ESP32-CAM Image Classification using Machine Learning

This tutorial covers how to implement an ESP32-CAM Image classification system using Machine Learning. The ESP32-CAM has the capability to acquire video and images, we will use this capability to classify images using machine learning. Mixing the ESP32-CAM vision capability with cloud machine learning, in this tutorial, we will bring the power of the computer vision to a tiny device.

Machine Learning image classification is the task of extracting information from an image using a trained model.

In order to classify an image, the ESP32-CAM will connect to a cloud machine learning platform named Clarifai.com (you can create an account for free).

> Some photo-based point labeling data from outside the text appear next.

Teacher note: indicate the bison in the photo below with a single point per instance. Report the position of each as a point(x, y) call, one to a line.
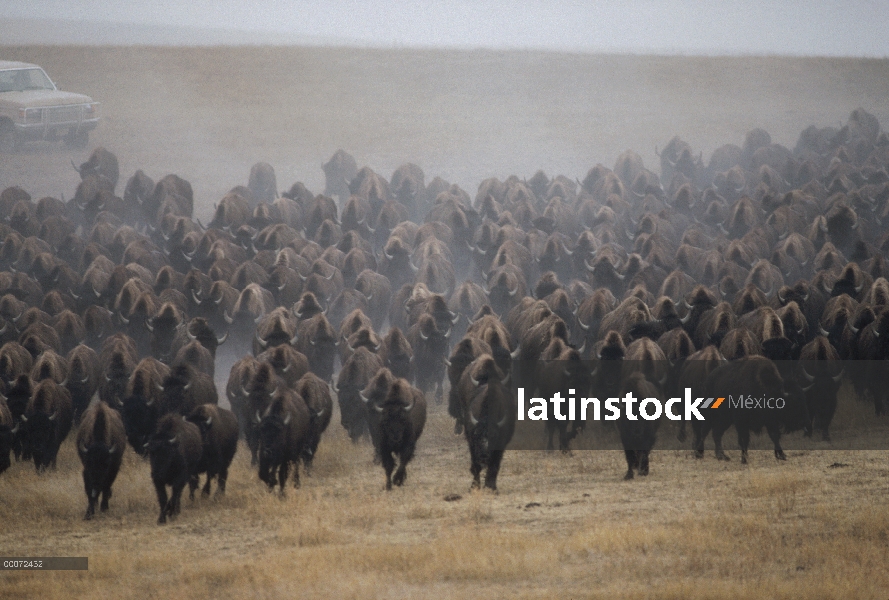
point(175, 451)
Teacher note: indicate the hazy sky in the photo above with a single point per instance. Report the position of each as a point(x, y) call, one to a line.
point(819, 27)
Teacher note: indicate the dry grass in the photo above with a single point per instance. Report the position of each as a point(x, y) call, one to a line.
point(562, 526)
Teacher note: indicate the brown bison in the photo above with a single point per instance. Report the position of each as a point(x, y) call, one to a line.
point(101, 441)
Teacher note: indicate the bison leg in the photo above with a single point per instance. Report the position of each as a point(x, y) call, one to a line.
point(775, 435)
point(475, 468)
point(681, 435)
point(388, 466)
point(643, 462)
point(401, 474)
point(550, 430)
point(631, 462)
point(494, 460)
point(455, 409)
point(717, 442)
point(176, 497)
point(564, 440)
point(161, 490)
point(91, 498)
point(106, 496)
point(220, 482)
point(744, 443)
point(699, 431)
point(296, 482)
point(283, 471)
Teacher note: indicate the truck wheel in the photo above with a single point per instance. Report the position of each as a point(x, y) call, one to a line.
point(78, 140)
point(8, 141)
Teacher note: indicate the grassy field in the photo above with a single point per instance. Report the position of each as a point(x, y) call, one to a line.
point(816, 526)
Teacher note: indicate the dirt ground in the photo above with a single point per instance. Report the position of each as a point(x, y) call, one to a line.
point(815, 526)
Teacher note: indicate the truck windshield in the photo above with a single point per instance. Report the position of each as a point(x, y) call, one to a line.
point(19, 80)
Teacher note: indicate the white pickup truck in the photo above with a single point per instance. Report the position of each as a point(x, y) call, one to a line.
point(33, 108)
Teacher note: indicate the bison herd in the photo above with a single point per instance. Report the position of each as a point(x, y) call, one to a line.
point(383, 293)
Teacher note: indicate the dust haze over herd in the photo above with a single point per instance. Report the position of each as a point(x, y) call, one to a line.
point(468, 92)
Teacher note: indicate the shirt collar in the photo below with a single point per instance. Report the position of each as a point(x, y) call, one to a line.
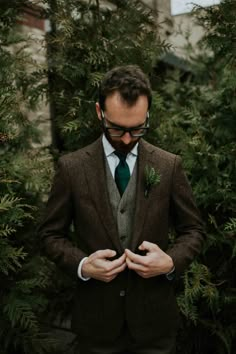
point(108, 148)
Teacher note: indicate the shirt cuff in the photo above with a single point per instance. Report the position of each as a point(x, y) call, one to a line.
point(171, 274)
point(79, 272)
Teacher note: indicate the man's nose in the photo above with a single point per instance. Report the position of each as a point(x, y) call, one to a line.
point(126, 138)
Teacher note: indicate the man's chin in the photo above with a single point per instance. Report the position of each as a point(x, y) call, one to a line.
point(122, 147)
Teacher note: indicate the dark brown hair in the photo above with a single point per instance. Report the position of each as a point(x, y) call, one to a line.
point(129, 81)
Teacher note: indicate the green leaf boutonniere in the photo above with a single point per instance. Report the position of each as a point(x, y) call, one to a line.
point(152, 178)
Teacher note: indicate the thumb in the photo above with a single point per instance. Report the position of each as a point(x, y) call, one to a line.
point(107, 253)
point(147, 246)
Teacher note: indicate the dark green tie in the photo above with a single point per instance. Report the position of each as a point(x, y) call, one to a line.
point(122, 173)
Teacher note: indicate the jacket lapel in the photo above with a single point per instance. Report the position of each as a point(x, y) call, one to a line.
point(95, 171)
point(145, 158)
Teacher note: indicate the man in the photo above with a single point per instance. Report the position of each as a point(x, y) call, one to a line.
point(123, 262)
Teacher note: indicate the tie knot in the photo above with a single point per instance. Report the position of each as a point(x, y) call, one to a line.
point(122, 155)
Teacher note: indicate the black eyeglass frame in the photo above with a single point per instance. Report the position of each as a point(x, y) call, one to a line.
point(124, 129)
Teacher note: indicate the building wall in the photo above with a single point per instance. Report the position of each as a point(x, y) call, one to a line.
point(175, 28)
point(34, 28)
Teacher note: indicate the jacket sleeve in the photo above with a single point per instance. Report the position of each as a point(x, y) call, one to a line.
point(54, 229)
point(187, 222)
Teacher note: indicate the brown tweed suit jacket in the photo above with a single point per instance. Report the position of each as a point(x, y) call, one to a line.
point(79, 195)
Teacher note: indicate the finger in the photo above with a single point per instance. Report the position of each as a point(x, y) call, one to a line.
point(105, 253)
point(118, 262)
point(148, 246)
point(135, 257)
point(135, 266)
point(143, 275)
point(118, 270)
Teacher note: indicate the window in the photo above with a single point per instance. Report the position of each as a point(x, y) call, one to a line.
point(183, 6)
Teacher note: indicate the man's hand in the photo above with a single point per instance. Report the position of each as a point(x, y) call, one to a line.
point(155, 262)
point(98, 265)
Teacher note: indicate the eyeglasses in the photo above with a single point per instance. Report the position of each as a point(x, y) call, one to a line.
point(118, 131)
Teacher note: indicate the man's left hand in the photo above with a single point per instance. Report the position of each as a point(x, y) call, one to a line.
point(155, 262)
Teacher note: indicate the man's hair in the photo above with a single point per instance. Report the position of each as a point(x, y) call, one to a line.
point(129, 81)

How the ESP32-CAM Image classification works

These are the setps to:

  1. Acquire images using ESP32-CAM
  2. Encode the image in base64
  3. Invoke an API exposed by the machine learning cloud platform, sending the image acquired by the ESP32
  4. Parse the response and extract the information

The advantage of this method is that it is not necessary to train a model to classify the images by ourselves, but the ESP32-CAM uses a pre-trained model built by Clarifai. This machine learning model is capable to identify and classify more than 10,000 concepts. From the images captured by the ESP32-CAM, applying image recognition, it is possible to extract information such as:

  • if there is a person or not
  • indoor or outdoor
  • objects
  • moods

and much more. Image recognition is an important branch of computer vision.

If this is the first time you use ESP32-CAM, you should read how to stream video using ESP32-CAM. In this article the ESP32-CAM uses an external machine learning system to classify images. If you want to run directly the machine learning engine on your device, you have to read how to use Tensorflow lite with ESP32.

Let’s start!

Initializing the ESP32-CAM

The first step is initializing the ESP32-CAM. This tutorial uses PlatformIO as IDE, but you can use other IDEs if you like.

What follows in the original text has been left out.